ClickHouse vs Postgres: A 100 Million Row Showdown on a Mac Mini
A Mac Mini M4 benchmark pits ClickHouse against Postgres across 100 million LLM trace rows, comparing ingest speed, disk usage, and query latency.
An engineer ran a hands-on benchmark to test whether Langfuse's move from Postgres to ClickHouse for LLM trace storage was actually justified. Using a single Mac Mini M4 Pro, identical synthetic LLM trace data — scaling from 1 million to 100 million rows — was loaded into both databases and hit with the same three representative queries: a point lookup, a dashboard aggregation, and a metrics rollup.
The results confirm a classic OLTP-vs-OLAP split rather than a clean winner. ClickHouse ingested at a flat ~78K rows/sec and compressed 100 million rows into 48 GB versus Postgres's 116 GB, while Postgres's ingest rate degraded from 32K to 14K rows/sec as its indexes grew.

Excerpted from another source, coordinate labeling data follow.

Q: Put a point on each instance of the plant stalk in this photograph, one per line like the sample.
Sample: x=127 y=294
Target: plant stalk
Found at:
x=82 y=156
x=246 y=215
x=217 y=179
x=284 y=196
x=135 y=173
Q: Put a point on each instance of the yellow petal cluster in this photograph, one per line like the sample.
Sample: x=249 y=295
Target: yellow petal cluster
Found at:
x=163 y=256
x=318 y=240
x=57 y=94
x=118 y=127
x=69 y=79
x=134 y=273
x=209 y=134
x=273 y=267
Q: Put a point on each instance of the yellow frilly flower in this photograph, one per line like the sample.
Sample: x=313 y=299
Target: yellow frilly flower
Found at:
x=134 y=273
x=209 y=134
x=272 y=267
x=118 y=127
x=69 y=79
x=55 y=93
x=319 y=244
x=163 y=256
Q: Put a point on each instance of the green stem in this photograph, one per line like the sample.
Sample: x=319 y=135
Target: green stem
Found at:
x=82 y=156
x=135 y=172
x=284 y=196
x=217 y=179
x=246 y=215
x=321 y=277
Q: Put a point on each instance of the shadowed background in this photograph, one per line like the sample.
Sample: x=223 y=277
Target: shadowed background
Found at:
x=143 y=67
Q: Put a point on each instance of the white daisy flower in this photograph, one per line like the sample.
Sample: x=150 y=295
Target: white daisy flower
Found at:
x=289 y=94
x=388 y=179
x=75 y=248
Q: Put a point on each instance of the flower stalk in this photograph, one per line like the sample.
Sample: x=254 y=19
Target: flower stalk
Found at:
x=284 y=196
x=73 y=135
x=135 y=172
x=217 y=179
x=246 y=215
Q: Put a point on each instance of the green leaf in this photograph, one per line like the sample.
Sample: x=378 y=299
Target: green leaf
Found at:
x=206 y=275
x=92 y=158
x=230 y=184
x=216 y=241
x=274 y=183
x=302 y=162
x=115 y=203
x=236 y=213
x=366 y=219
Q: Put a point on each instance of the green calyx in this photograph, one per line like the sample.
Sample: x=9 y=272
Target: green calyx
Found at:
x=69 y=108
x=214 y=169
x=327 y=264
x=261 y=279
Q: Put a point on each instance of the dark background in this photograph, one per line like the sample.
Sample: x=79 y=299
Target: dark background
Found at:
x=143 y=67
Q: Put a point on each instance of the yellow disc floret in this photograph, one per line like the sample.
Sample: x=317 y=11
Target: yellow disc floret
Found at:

Postgres crushed single-row lookups (~0.03ms vs ClickHouse's ~3ms), but on the dashboard query at 100M rows, Postgres took ~49 seconds versus ClickHouse's 284 milliseconds — and the metrics query gap was even starker.
For engineers, the takeaway is workload-dependent: Postgres remains the right choice for point-lookup-heavy systems, but observability-style dashboards running analytical aggregations over tens of millions of rows genuinely need a columnar store like ClickHouse — the Langfuse migration wasn't hype. Notably, a consumer Mac Mini with 24GB RAM handled the full 100 million rows on both databases without issue.